The attainment gap factor differences could be further influenced by the research of by the likes of Chowdry et al (2010) whereby consideration towards the causal impact on educational outcomes and the importance on the learner and parental aspirations, attitudes, and behaviours, may substantially influence the gap factor.

Poverty and Attainment in a Global Landscape


Comparative to the UK the gap in educational attainment between low and high SEPs in the United States (US) are substantial (Rowan et al., 2004). Research by the US Department of Education (US, DOE) (2001) indicates that children who live in poverty are significantly disadvantaged compared to their counterparts. The research was conducted across 71 disadvantaged schools looking into the gap in attainment. The US, DOE study shows that children of low SEP scored well below average in all levels and grades tested. Whereby, children living 50 per cent below poverty line consistently scored 7 to 12 grade points lower that the norm (Smith et al., 1997). In addition, low SEPs children scored consistently low regardless of ethnicity or race (Bergeson, 2006).

In 2001 the United State Act of Congress reauthorized the No Child Left Behind Act of 2001 (NCLB) in an attempt to close the attainment gap for low Sep children in the US. Hailed as a flagship support program its intention was to raise the educational standards, aspirations and goals to improve education. Ten years after the policy’s introduction, studies measuring the impact of the policy indicate NCLBs failure of academic achievement or attainment.

Strauss (2012) commenting on the policy failure states:

‘Because of it’s misguided reliance on one-size-fits-all testing, labeling and sanctioning schools; it has undermined many education reform effects. Many schools particularly those serving low income students, have become little more that test-preparation programs’ Strauss (2012).

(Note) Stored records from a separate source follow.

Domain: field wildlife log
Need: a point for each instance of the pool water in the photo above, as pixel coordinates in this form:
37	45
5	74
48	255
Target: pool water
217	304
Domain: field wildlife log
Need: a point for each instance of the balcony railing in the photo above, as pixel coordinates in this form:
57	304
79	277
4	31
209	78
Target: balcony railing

However, NCLB policy impact studies Phillips and Flashman (2007) found the quality of teachers and teaching increased. Teachers were given time to effectively prepare as well as extend extra-curricular activities. However, the researched indicated that teachers continued professional development was inadequate and that the school environment and class sizes had changed very little.

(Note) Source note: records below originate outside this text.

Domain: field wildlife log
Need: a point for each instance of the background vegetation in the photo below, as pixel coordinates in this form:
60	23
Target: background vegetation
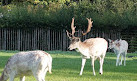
57	14
66	67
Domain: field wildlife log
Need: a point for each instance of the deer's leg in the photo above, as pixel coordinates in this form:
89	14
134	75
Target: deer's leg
93	59
22	78
125	58
117	60
82	65
120	63
101	65
11	77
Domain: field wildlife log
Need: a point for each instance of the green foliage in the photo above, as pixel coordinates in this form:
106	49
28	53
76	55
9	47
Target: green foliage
66	67
57	14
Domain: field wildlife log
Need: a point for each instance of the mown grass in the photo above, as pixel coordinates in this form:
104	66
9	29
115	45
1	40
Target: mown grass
67	64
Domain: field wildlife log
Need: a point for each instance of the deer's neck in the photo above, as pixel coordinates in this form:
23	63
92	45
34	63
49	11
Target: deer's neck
83	49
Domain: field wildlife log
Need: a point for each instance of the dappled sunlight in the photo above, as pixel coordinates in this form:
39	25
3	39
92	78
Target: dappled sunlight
66	67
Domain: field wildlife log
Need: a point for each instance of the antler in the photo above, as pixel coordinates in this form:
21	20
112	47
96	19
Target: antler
89	26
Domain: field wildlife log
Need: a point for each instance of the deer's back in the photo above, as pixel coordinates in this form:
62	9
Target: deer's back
97	45
25	62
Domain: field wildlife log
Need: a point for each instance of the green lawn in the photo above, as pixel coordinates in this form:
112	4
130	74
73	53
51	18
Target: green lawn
67	64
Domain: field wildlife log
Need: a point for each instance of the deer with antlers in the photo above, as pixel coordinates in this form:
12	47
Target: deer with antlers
92	48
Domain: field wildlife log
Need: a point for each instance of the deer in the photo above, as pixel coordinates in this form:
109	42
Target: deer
92	48
22	64
120	48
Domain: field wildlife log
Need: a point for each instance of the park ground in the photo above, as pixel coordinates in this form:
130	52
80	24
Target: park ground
66	67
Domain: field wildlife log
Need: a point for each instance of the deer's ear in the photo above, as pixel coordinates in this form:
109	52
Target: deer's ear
77	40
109	40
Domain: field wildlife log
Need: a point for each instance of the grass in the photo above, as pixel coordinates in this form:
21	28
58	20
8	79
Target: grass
67	64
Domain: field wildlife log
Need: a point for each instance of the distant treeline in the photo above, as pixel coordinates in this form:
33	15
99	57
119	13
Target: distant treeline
57	14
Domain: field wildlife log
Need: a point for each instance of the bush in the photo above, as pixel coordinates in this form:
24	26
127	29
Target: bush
106	14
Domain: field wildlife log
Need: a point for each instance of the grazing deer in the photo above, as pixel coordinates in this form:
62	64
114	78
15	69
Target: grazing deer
27	63
120	48
92	48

An attempt to reduce Child Poverty has fallen by the wayside and is set to increase with the imminent cuts to welfare benefits and entitlements. While the Children’s Act 2004 went some way to reduce child poverty in the UK the target to reduce the percent by half 2010/11 fell short. It is also unlikely that the eradication of child poverty by 2020 will not exceed. Children from low SEPs will still continue to attend schools of higher deprivation and consequently score lower at GCSE level. The factors affecting children’s low achievement are directly related to lack of opportunity, support and resources correlated to low family income, whether measured by absolute or relative value indicators. Moreover, the educational attainment gap between low SEP and high SEP is evident. However it is important to recognize that government policy can help to reduce the attainment gap for low SEP children by providing appropriate resources and support.